German security firm says iPhone bug can help hackers thwart device wiper
By Jim Finkle, ReutersBOSTON--A German security company has uncovered a bug in the new iPhone's software that it said enables hackers to overcome a safeguard allowing users to remotely wipe stolen or lost phones.
October 5, 2013, 12:01 am TWN
Berlin's Security Research Labs, known as SRL, said on Thursday that the vulnerability could potentially give criminals time to break into the Apple Inc phones, gain complete control of data, access email accounts and then potentially take over the user's bank accounts.
The research firm also said it has figured out an easier way to crack the iPhone fingerprint scanner than has been demonstrated thus far.
SRL, which this summer disclosed a major security flaw in SIM card technology that affected mobile systems around the globe, said it has shared its research with Apple's security team.
Apple declined to comment.

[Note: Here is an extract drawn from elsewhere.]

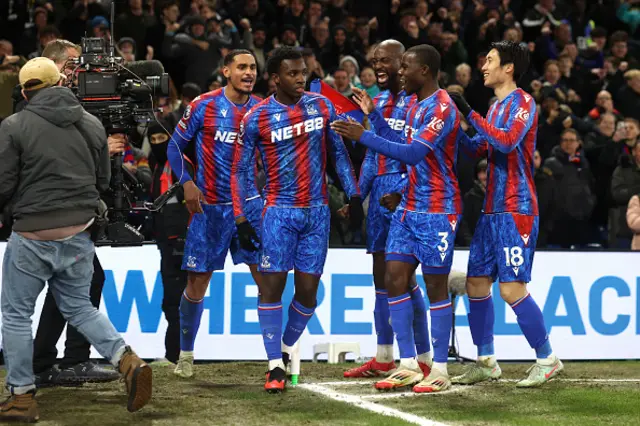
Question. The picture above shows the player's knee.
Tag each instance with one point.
(511, 292)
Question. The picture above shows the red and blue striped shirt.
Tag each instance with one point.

The company sometimes refrains from discussing potential security bugs while it reviews research.
If SRL's findings are verified, this would mark at least the fifth security bug in the iPhone and its iOS operating system uncovered since July. Apple has already fixed some of those flaws, including one disclosed at a summer hacking conference that make the devices vulnerable to snooping.
The company has remained silent since concerns have been raised about the security of its “Touch ID” fingerprint scanner on its top-of-the-line iPhone 5S, which went on sale last month.
A German hacker known as Starbug was able to crack Touch ID within two days of its release. Several experts in mobile security and biometrics say they have independently verified his work.
Another Way to Skin a Cat
Apple's “Find My iPhone” feature aims to thwart thieves and hackers. It lets users log into Apple's iCloud and wipe a device, giving victims a chance to disable the phone before criminals can gain access. It also prevents criminals from registering those devices to another account.
Ben Schlabs, an SRL project manager in biometric security, told Reuters he has identified a new method for preventing those features from being initiated.
He was able to put an iPhone 5S on “airplane mode,” cutting off iCloud's ability to communicate with the device to initiate the features. That bought him time to create a “fake finger” to fool Touch ID.
Most iPhone users can take steps to mitigate the potential for attacks using the newly identified approach, Schlabs said. For instance, users can adjust the phone's settings to prevent airplane mode from being activated when devices are locked.
Customers in Australia, Ireland, New Zealand, the United Kingdom and the United States can opt for two-factor authentication, which requires the user to enter a four-digit code that is sent to their iPhone or other device.